I haven’t discussed the overall market in a while
and have instead focused on some specific
trade set ups.
For example, last week I mentioned GE and
the idea that you should wait for it to pull back
if you were inclined to buy the stock.
I suggested that support on GE should be around
the $26.70 area.
What is interesting about that is that last Tuesday,
GE dropped to $26.55 and has been mostly trading
above that level since then.
We will see if it rallies to the prior high at $28.68.
Another stock that I have mentioned is S. I went
back in last week and bought S, after my calls
from the previous week were assigned.
I was able to buy the stock again for just under $5 and
sell the $5 call that expired last Friday for 7 cents.
S closed at $5.27 last Friday, so once again my calls
The position ending up earning me 1.4% for four days.
Would you take that return? I would every week.
When a money market account pays .5% per YEAR …
I will gladly accept 1.4% for four days.
Of course, I like to earn a bit more selling weekly covered
calls, but the premiums are low now. I usually try and
earn about 3% per week selling weekly covered calls.
You maybe thinking why not trade weeklies? And I
do trade them. Usually on a Friday when there is
very little time value remaining in the options.
As an example, last Friday I bought the $570 call on Google
and paid $3.80.
If you think about, for $380 I controlled $57,000 worth of
Google stock. That is less than 1% at risk. Or another
way to look at it is your leverage is almost 99 to 1.
This is why I like to trade weeklies on a Friday.
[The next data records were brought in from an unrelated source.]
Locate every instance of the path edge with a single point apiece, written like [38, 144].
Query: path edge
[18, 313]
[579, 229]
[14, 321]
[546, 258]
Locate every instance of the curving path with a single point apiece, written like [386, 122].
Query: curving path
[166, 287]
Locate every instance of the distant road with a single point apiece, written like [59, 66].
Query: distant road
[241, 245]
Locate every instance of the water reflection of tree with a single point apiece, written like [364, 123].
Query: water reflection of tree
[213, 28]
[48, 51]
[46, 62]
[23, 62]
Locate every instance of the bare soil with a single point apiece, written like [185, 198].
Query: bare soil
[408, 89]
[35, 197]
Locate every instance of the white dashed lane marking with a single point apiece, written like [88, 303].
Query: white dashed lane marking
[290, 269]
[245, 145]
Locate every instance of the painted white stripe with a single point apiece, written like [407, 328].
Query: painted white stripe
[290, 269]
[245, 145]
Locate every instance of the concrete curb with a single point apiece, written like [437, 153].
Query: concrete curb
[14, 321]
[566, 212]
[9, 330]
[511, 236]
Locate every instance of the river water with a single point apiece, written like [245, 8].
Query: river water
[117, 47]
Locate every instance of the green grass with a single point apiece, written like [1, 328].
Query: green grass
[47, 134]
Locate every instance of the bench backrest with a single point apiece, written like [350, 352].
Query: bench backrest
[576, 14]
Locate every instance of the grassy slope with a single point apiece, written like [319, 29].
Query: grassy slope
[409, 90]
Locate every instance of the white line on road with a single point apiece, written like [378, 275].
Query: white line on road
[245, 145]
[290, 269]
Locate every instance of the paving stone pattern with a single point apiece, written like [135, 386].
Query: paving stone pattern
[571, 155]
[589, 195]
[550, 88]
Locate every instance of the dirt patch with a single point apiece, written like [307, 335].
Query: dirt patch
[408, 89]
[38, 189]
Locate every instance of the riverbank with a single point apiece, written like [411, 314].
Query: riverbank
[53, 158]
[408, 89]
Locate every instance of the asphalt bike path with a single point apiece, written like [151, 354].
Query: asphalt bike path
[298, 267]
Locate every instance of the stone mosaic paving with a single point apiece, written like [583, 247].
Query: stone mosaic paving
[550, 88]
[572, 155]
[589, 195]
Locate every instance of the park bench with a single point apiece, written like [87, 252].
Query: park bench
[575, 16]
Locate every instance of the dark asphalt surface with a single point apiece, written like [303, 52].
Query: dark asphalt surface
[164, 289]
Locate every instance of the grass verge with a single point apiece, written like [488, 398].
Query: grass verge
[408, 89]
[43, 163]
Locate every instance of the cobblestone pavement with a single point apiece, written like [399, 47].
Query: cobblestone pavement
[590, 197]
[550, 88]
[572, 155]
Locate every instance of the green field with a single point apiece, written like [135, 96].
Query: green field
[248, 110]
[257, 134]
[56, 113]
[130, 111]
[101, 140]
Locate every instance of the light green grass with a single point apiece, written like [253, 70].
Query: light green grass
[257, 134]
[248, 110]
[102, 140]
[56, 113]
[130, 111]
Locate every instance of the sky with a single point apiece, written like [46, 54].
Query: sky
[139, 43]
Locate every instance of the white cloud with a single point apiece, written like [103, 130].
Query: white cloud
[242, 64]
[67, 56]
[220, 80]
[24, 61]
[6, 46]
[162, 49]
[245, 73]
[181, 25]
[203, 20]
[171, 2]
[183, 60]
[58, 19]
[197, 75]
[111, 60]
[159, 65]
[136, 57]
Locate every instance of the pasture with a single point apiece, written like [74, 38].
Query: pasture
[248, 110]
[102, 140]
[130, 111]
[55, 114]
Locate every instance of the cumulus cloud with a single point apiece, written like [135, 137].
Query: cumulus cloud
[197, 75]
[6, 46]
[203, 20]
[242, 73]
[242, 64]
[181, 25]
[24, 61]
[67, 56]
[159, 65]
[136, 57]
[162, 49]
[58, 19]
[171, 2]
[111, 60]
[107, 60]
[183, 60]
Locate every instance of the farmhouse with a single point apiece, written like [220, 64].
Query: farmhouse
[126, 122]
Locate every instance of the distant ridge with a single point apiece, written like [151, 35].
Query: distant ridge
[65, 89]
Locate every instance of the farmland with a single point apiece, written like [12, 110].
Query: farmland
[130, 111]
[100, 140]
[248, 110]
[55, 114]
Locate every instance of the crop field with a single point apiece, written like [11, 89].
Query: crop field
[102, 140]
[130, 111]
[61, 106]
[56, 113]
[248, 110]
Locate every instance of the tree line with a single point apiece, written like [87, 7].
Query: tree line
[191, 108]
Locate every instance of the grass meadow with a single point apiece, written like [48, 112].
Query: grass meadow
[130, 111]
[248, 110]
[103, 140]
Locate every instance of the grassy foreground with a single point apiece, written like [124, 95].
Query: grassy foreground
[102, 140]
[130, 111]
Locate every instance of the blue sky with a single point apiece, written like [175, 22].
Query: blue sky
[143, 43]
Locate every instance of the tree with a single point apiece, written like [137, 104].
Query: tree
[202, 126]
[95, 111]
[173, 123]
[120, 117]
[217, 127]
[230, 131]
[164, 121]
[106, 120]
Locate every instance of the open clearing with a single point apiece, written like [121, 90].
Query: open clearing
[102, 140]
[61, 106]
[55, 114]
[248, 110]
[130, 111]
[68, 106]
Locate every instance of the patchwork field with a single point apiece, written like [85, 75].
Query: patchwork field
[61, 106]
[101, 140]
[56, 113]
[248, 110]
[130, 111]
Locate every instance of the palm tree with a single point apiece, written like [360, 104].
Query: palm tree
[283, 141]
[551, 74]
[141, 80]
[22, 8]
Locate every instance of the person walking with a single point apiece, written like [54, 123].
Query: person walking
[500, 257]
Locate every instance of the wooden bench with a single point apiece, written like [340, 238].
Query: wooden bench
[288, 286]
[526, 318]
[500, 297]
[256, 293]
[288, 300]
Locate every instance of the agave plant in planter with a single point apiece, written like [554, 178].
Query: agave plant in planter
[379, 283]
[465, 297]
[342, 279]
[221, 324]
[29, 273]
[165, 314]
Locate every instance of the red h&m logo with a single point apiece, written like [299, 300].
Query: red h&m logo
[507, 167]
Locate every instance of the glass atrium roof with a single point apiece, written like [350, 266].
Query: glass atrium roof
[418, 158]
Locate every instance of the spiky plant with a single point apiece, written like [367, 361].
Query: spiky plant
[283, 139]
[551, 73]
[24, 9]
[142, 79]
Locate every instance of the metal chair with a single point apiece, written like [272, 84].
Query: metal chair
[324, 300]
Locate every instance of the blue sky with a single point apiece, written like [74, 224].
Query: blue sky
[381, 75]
As for the markets, today, the S & P 500 hit the objective
I have been calling for. That price was 2,125.
Today’s high is 2,125.92. The 2,125 price target is a price
my members have known about for sometime now.
Now the question is where does the market go from here?
I can tell you that 2,093 should be support now. And I
can also tell you the VIX is right at a key level.
If it moves up from here, the market will pullback.